You also want to go ahead and thread your needle. Once you have your rosette made, you won’t exactly be able to put it down to thread your needle later. Learned that one the hard way!

Ok, so to start your rosette, you want to fold your strip long ways to make about a half inch wide tube of fabric.

Next, take one end and roll it around a few times to make the center of your rosette. I usually go for about 4 or 5 circles in the middle.

Then, you just want to start rolling and twisting the fabric around your center creating a swirl pattern. Continue to twist and swirl keeping the center tight. Don’t worry if you lose it a few times. Just keep twisting and wrapping it around until you get to the desired size you want.

Once you get to the size you want, take the extra flap of fabric and tuck it around to the back side of the rosette.

Front view:

Back view:

Now that you have it the size you want, take your needle and start by going straight through the center of the rosette. Go back through hiding your stitches in the folds and creases as much as possible. Go through the curves at angles attching them to each other and making them more and more secure with each stitch. Some people prefer to use the hot glue for this step but I find that the thread holds better with less chance of showing in the final products.

Follow these steps to complete as many rosettes as you want to include in your necklace. For this particular necklace, I used 4. Arrange them how you want them on the necklace.

And then flip them over so that you see the back flaps. Make sure to invert the arrangement you made so that when you flip it back over it will look like your original arrangement.

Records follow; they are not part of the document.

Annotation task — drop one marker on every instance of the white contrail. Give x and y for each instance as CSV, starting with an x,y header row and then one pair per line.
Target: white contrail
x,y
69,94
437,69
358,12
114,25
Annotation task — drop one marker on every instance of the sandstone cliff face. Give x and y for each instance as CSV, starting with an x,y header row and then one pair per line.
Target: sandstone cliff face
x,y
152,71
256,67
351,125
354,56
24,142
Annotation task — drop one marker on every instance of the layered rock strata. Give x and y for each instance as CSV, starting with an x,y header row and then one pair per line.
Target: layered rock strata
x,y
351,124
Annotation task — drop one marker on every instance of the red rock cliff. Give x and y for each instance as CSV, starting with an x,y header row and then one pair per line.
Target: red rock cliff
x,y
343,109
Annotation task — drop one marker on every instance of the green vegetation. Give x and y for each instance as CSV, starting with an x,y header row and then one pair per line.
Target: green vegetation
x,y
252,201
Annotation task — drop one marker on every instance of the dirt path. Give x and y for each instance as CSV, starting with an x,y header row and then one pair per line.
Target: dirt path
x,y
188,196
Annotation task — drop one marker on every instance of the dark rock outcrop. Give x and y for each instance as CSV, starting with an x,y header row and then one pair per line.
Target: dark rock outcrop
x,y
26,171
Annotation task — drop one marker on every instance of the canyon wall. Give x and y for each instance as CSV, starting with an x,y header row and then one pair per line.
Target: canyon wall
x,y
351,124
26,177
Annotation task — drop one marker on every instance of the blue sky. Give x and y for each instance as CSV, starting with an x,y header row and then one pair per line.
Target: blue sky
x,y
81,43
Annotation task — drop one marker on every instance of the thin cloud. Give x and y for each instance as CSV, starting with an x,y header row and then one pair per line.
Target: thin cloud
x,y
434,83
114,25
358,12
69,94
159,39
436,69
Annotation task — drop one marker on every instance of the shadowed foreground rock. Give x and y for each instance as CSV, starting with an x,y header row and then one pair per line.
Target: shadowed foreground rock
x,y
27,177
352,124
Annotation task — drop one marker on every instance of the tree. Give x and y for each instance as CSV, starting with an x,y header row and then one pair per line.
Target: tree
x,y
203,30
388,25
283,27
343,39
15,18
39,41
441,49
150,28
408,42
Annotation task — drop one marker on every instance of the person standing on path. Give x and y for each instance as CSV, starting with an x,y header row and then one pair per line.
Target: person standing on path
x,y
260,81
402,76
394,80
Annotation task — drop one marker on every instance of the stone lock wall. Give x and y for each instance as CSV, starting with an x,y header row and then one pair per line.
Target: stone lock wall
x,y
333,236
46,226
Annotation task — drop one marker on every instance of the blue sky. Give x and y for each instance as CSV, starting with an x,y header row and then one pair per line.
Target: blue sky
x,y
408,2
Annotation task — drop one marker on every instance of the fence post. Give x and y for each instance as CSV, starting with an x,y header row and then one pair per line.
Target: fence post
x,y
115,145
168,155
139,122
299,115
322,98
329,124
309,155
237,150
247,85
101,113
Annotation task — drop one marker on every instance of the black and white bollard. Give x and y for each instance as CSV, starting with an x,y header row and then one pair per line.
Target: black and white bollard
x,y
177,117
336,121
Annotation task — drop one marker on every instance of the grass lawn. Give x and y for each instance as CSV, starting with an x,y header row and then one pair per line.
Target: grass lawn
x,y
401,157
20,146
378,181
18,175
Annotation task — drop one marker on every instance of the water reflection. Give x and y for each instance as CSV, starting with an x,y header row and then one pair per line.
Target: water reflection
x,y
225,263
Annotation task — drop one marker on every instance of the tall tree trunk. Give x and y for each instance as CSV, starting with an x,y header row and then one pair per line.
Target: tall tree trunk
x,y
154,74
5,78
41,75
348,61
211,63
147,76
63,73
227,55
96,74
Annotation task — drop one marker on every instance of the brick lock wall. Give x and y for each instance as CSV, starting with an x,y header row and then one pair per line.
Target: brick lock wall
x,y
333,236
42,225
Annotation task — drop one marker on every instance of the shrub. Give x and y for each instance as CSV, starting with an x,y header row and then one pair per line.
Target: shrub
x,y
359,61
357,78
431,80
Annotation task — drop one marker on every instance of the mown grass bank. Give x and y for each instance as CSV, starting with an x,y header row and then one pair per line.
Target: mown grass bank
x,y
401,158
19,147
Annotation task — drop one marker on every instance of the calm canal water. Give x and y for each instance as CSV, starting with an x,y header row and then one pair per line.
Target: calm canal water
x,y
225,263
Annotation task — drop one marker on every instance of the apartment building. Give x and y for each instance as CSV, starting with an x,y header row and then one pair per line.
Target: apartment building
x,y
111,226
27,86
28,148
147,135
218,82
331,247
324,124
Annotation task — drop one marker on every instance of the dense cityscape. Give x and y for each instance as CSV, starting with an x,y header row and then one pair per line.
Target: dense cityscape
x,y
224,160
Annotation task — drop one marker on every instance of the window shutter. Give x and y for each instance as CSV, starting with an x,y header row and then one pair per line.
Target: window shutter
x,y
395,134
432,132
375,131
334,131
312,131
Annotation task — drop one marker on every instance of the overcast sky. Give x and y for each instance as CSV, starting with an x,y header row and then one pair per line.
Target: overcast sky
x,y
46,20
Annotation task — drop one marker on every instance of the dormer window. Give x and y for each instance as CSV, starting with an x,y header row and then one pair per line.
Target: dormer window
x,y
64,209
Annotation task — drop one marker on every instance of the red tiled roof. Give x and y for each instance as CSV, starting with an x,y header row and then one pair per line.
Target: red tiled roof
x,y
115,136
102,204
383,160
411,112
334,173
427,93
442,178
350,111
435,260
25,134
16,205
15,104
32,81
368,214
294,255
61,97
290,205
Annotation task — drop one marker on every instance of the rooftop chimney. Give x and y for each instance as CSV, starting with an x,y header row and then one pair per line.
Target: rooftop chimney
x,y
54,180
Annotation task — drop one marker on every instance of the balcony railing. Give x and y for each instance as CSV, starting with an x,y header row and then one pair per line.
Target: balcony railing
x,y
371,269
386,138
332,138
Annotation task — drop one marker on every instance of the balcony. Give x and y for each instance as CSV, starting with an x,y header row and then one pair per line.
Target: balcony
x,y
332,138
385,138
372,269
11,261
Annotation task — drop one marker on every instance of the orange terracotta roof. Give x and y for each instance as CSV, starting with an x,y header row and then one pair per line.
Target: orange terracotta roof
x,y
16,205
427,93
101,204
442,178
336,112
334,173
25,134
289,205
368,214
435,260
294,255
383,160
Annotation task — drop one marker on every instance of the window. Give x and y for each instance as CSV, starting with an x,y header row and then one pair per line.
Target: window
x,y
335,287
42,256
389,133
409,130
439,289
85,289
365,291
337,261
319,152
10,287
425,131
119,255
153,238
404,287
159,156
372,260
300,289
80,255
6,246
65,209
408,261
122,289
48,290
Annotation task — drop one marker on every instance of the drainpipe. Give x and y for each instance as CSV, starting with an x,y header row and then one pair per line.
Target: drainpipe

Take the ribbon you are using for your necklace and cut a few small pieces to attach the rosettes together. In this case, I used 3 to attach the top ones to the bottom ones and the bottom ones together. Use the hot glue to reinforce the rosettes.

Cut two long strips of ribbon and attach to the top 2 rosettes to make the necklace tie.

Next, you want to cut a piece of fabric wide enough for the rosettes to be glued to.

Take your hot glue gun and glue the fabric to the back of the rosettes so that it looks like this from the front when you are done.

Once the glue has cooled, take your scissors and cut off the extra fabric around the rosettes.  Glue down any loose edges of the fabric to add more support to the necklace.

 Tie a small knot at the top of the two ribbons. This will help it lay a little flatter once worn.

The final touch is to add a dab of glue in between the rosettes so that they are actually adhered to each other rather than just to the ribbon and the fabric. This will really make your necklace take form and keep it from being quite so flexible.

And there you have it!

Here are a few of the ones I made…

Hope yours turn out great! Happy DIYing!